Quite how we distort the debate Weigel does not say. He does not address our arguments—other than to suggest that some of us are a bit hung up on immigration—but then why should he? He is not writing for lunatics. He is writing for the sane folk of the Hinged Right, the people who said the Iraq war would be a cakewalk, a slam dunk, over in two shakes of a lamb’s tail. His target audience will not be disappointed. In support of his stand, Weigel quotes the usual suspects: Victor Davis Hanson, Melanie Phillips, Winston Churchill, Walter Laqueur, Max Boot, Adam Garfinkle, Richard John Neuhaus, David Gelertner, Mark Steyn, and Bernard Lewis. (“Bernard Lewis is, as usual, a wise guide here…”)
But let’s not snigger. If there are stretches of Faith, Reason, and the War Against Jihadism that are about as subtle and convincing as Fess Parker at the Alamo, there are also passages that are really rather good. Weigel is in the mood for love, or at least for interreligious dialogue. He advocates a public policy, to quote the jacket, that “meets the challenge of jihadism forthrightly while creating the conditions for a less threatening, more mutually enriching encounter between Islam and the West.” When you are losing a war, you sue for peace. Not that Weigel admits that the war is being lost, of course, but he and his neocon pals know that they must come up with a new narrative to justify their support for military action in Afghanistan and Iraq.

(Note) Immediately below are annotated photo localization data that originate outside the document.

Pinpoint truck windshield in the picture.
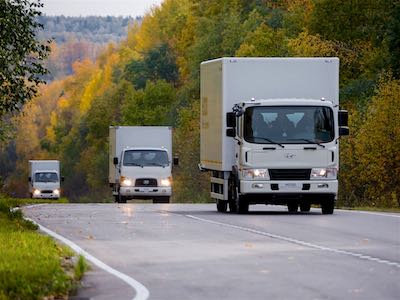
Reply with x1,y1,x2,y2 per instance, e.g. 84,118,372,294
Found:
123,150,169,167
35,172,58,182
244,106,334,144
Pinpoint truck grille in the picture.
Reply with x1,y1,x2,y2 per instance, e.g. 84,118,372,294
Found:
269,169,311,180
41,190,53,194
135,178,157,187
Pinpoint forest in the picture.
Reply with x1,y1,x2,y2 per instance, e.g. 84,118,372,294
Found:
37,15,138,81
1,0,399,207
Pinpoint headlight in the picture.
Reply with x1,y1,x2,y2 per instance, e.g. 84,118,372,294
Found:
160,177,171,186
33,189,40,195
120,176,133,186
53,189,60,195
310,168,337,180
241,169,269,180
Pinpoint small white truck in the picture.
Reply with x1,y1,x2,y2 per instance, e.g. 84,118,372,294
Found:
200,57,349,214
28,160,62,199
109,126,177,203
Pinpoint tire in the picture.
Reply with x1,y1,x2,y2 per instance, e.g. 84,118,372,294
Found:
216,200,228,212
228,176,249,214
117,193,127,203
228,177,237,213
321,197,334,214
287,202,298,213
153,196,170,203
299,202,311,212
237,196,249,214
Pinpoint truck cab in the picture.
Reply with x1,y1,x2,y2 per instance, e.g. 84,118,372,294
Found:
224,98,348,214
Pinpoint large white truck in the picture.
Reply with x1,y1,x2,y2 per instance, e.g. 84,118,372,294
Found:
28,160,62,199
200,57,349,214
109,126,177,203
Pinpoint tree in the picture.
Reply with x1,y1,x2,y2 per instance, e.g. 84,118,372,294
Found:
0,0,50,117
124,43,179,90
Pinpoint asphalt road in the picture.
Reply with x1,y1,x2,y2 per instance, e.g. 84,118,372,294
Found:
23,204,400,300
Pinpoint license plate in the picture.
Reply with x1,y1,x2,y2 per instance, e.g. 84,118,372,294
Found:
279,183,302,190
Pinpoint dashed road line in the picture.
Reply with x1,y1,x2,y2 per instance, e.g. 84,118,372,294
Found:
186,214,400,269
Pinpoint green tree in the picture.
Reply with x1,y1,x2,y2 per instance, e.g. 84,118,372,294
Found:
122,80,176,125
124,43,179,89
0,0,50,117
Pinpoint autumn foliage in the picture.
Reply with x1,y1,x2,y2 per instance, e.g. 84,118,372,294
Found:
1,0,399,206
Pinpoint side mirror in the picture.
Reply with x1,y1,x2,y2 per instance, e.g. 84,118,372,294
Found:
173,156,179,166
338,110,348,127
226,128,236,137
28,177,31,182
339,127,349,136
61,177,65,182
226,112,236,128
113,157,118,165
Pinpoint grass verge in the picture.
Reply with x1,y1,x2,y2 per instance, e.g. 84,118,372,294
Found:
0,195,86,300
337,206,400,213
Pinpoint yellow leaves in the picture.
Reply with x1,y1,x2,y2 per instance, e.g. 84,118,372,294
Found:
80,70,102,114
288,31,338,57
58,97,69,109
236,24,288,57
341,78,400,207
46,112,58,144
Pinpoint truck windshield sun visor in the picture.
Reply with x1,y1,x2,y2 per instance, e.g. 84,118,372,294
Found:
244,106,334,144
123,150,169,167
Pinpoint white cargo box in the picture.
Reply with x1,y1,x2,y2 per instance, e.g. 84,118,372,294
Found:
29,160,60,176
109,126,173,183
200,57,339,171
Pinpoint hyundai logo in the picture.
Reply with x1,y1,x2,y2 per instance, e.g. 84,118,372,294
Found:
143,180,149,185
285,153,296,159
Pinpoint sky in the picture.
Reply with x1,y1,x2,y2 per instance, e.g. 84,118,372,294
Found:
40,0,164,17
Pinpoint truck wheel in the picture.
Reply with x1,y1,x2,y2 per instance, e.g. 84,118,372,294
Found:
321,197,334,214
216,200,228,212
117,194,127,203
287,202,298,213
228,177,237,213
299,202,311,212
153,197,170,203
237,196,249,214
229,178,249,214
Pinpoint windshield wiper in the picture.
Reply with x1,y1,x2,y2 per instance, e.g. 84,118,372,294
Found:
253,137,285,148
125,163,143,167
287,139,325,148
145,162,167,167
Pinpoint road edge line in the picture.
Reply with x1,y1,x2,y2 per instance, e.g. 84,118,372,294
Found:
20,207,149,300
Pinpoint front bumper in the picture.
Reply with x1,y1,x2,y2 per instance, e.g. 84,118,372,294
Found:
120,186,172,197
32,193,60,199
241,180,338,194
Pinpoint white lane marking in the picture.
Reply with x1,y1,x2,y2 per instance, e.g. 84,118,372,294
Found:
186,214,400,269
20,208,149,300
337,209,400,218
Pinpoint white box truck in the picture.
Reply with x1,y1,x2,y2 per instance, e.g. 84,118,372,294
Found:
200,57,349,214
109,126,177,203
28,160,62,199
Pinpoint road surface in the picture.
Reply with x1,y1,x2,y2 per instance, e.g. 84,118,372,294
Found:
23,204,400,300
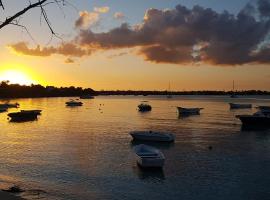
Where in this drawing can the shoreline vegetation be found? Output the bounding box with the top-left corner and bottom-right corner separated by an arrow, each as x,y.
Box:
0,81 -> 270,99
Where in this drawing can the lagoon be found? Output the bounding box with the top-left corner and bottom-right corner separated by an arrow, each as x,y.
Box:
0,95 -> 270,200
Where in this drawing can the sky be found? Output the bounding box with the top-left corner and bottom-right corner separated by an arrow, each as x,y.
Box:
0,0 -> 270,91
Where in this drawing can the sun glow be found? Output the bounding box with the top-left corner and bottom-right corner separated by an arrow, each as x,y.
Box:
0,70 -> 36,85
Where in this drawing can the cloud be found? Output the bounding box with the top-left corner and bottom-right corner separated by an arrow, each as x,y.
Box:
107,51 -> 128,58
74,2 -> 270,65
9,1 -> 270,65
258,0 -> 270,17
9,42 -> 92,57
114,12 -> 125,20
75,11 -> 99,29
94,6 -> 110,13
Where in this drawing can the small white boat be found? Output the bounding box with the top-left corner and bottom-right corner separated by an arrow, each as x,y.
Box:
229,103 -> 252,109
177,107 -> 203,115
133,144 -> 165,168
66,99 -> 83,106
130,131 -> 175,142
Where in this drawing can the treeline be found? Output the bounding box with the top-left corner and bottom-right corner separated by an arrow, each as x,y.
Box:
98,90 -> 270,96
0,81 -> 95,98
0,81 -> 270,98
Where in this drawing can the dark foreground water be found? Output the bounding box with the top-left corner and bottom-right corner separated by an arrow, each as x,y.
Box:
0,95 -> 270,200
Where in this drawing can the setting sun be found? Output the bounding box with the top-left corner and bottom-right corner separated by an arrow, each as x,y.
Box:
0,70 -> 36,85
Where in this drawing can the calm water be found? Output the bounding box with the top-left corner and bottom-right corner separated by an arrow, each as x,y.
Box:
0,96 -> 270,200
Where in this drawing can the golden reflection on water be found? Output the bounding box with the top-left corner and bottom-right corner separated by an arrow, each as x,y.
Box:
0,96 -> 269,199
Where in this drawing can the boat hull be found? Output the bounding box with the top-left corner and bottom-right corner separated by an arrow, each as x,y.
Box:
8,112 -> 39,122
66,102 -> 83,106
237,115 -> 270,127
136,155 -> 165,168
229,103 -> 252,109
130,131 -> 175,142
177,107 -> 202,115
138,104 -> 152,112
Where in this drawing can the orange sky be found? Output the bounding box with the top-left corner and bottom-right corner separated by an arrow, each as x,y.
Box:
0,0 -> 270,91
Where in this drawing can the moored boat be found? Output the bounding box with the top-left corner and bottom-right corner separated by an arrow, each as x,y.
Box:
138,103 -> 152,112
177,107 -> 203,115
130,130 -> 175,142
236,111 -> 270,128
229,103 -> 252,109
66,99 -> 83,106
8,110 -> 40,122
256,106 -> 270,113
133,144 -> 165,168
0,102 -> 19,109
0,107 -> 8,112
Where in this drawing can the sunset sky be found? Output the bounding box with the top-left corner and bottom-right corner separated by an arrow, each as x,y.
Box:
0,0 -> 270,91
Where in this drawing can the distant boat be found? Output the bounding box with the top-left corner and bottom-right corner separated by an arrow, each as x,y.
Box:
0,107 -> 8,112
166,82 -> 172,99
256,106 -> 270,113
177,107 -> 203,115
138,103 -> 152,112
0,102 -> 19,108
236,111 -> 270,128
8,110 -> 40,122
229,103 -> 252,109
130,130 -> 175,142
230,80 -> 237,98
133,144 -> 165,168
80,94 -> 94,99
66,99 -> 83,106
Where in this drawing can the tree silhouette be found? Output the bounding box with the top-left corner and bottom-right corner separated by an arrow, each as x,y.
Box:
0,0 -> 68,36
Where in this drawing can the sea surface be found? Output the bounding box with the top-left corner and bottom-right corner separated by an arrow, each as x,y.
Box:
0,95 -> 270,200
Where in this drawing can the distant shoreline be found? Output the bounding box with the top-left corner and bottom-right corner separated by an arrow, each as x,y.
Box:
1,81 -> 270,99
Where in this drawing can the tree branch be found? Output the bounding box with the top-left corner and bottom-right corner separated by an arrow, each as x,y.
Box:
0,0 -> 4,10
0,0 -> 47,30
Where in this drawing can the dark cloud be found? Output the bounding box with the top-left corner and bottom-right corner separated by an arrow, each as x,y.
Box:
258,0 -> 270,17
74,1 -> 270,65
9,0 -> 270,65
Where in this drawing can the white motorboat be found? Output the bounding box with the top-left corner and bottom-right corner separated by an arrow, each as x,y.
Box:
177,107 -> 203,115
133,144 -> 165,168
130,130 -> 175,142
229,103 -> 252,109
66,99 -> 83,106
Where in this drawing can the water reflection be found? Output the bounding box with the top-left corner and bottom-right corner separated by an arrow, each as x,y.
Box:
241,124 -> 270,131
132,166 -> 165,182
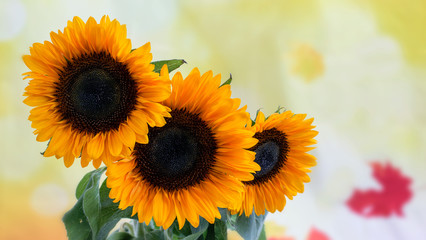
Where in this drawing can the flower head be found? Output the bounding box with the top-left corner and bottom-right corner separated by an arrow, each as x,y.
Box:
106,68 -> 260,229
233,110 -> 317,216
23,16 -> 171,168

They don’t dwell on the failures and crimes of the past six and a half years—for example, the slaughter of scores of thousands of innocents, the strengthening of militant Islam, the irreparable damage to Anglo-American prestige, the creation of vast numbers of Christian refugees—but Weigel, at least, concedes that “errors” have been made. The responsibility for those errors rests not with George W. Bush or Tony Blair but with incompetent bureaucrats, feckless allies, poor intelligence, bogus data about civilian casualties, inadequate funding, endless stabs in the back from al-Jazeera, and the “holiday from history” of the Clinton years. Blame everyone except the perps. In Weigel’s estimation, however, there was never any error about the enemy. The war was imperative. According to Weigel, the West faces an existential threat from militant Islam, which is inspired not by genuine grievances but by hatred of freedom and a desire for world domination.
Appeasement is not an option. It never is with intransigent evil. (“The lessons of the 1930s remain salient…”) You know the drill.